Within synchronization block there is a N/W call.
We have run into an issue concerning the AdminApi. From the outside, the
AdminApi was unresponsive and the JVM used up a lot of memory. In our case try
to perform a count of a specific object instances via
SpaceInstance.getRuntimeDetails().getcountPerClassName(). We try this every 30s
as part of our system monitoring. The block we encountered happend as part of
Admin.getSpaces.waitFor(String, long, TimeUnit). From API point of view it
should only block a limited amout of time, but it actually blocked forever. The
reason for this is actually somewhere different.
We created a thread and heap dump and found out that most of the used JVMs
memory are instances of the com.gigaspaces.lrmi.DynamicSmartStub class. In
total there's over 80.000 of them resulting in about 800MB allocated. The JVM
itself did not throw any exceptions. It just blocked AdminAPI calls to the
allocated memory kept on rising.
It turns out the memory allocated is all part of a single
com.sun.jini.thread.TaskManager tasklist. Checking the implementation and thread
dump I can see that there are 10 "GS-SDM Cache Task" instances that should be
working on this task list. Unfortunately they are are blocked by a single cache
task worker with thread Id=105. This one itself is blocked by a synchronized
method call of org.openspaces.admin.internal.vm.DefaultVirtualMachines.isMonitoring().
In fact there is a whole chain of threads waiting for locks to be released. ex.
"GS-SDM Cache Task" Id=105 BLOCKED on org.openspaces.admin.internal.vm.DefaultVirtualMachines@2045aff9 owned by "GS-admin-scheduled-executor-thread" Id=92
"GS-admin-scheduled-executor-thread" Id=92 BLOCKED on org.openspaces.admin.internal.vm.DefaultVirtualMachine@7f52d7e2 owned by "GS-admin-scheduled-executor-thread" Id=88
"GS-admin-scheduled-executor-thread" Id=88 RUNNABLE (in native)
The thread all are waiting for is a blocking the others as part of
DefaultVirtualMachine.getStatistics().

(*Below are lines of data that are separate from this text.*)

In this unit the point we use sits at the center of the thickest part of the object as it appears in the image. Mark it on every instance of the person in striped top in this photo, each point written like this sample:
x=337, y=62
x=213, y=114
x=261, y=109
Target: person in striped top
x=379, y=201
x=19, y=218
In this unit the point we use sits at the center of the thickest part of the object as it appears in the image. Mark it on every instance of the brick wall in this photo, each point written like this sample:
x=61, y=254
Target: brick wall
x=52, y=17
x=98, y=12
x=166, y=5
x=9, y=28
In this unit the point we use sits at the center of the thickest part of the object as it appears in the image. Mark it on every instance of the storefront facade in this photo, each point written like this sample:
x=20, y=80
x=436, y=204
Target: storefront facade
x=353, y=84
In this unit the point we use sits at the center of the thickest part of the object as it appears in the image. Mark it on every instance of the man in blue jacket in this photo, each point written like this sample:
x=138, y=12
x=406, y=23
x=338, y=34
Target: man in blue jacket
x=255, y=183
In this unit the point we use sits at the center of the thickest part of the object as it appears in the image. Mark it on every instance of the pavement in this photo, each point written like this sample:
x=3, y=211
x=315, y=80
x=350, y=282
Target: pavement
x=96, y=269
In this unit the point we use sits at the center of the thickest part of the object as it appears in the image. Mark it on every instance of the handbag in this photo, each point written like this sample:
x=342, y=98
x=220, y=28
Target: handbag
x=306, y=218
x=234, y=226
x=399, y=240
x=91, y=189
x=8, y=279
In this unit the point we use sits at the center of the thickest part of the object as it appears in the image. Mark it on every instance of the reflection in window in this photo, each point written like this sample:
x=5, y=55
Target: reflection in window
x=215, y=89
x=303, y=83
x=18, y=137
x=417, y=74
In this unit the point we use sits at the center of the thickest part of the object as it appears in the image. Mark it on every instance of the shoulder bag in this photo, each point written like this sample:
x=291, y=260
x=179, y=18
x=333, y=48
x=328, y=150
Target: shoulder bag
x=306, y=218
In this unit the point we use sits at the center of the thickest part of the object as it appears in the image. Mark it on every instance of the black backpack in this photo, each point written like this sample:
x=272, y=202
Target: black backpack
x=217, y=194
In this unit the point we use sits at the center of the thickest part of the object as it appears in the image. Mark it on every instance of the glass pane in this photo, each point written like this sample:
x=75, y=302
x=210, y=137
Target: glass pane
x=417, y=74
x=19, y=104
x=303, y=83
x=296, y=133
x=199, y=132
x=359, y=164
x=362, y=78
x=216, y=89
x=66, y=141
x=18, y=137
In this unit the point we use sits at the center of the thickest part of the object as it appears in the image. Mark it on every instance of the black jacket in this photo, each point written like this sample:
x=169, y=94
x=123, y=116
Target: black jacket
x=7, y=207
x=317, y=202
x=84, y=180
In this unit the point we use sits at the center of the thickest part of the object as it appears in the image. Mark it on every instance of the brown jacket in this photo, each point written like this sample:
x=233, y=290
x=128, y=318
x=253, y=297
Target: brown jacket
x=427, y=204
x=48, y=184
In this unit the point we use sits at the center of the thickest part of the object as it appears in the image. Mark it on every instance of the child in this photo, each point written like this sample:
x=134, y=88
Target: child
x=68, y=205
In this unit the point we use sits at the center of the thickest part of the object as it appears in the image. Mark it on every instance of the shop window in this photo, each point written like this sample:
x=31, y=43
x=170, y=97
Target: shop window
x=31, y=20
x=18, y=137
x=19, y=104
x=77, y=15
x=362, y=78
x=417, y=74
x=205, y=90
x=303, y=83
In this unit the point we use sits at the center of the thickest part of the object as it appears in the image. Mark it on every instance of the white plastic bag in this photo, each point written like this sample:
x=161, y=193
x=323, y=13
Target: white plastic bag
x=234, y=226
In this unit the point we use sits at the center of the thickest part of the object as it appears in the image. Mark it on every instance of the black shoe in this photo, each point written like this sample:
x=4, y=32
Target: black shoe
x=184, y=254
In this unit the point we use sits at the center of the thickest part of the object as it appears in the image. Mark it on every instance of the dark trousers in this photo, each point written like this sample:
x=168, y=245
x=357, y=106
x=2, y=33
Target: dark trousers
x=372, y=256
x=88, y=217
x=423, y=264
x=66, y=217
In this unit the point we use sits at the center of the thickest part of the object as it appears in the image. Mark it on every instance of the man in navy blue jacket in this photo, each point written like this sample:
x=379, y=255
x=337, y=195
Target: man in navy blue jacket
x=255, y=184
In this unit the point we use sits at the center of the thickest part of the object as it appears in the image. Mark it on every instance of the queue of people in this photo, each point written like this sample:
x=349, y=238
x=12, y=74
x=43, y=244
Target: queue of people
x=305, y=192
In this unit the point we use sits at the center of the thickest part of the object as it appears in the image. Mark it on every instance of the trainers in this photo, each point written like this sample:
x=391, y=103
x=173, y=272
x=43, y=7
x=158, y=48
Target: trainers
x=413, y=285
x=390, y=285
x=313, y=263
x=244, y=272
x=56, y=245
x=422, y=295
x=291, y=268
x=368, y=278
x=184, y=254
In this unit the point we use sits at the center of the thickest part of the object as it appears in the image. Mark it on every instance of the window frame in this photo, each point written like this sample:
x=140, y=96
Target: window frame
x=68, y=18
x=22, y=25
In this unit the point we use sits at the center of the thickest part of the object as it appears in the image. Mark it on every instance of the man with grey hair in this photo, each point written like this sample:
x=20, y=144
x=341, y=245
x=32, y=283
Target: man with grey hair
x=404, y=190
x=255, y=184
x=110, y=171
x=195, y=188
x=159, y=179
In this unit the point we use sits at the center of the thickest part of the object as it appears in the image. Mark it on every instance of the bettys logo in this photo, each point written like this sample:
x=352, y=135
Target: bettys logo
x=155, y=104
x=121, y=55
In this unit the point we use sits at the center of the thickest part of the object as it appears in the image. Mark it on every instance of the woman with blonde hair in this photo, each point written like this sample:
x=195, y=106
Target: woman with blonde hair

This getStatistic() call blocks because
it initiates a DefaultGridServiceContainer.getJVMStatistics() call which itself
down the line results in a blocking read within com.gigaspaces.lrmi.nio.Reader.readBytesFromChannelBlocking().
The conclusion for me is that the AdminAPI initiated a network read, that for
whatever reason is not answered. It's unfortunate this network access is done
within the synchronized block of a DefaultVirtualMachine instance without any
timeouts. As a result a lot of AdminAPI calls start blocking on various ends and
Out expectation would be that the Admin API reports an error. Any sort of error
is fine like throwing an Exception or returning null.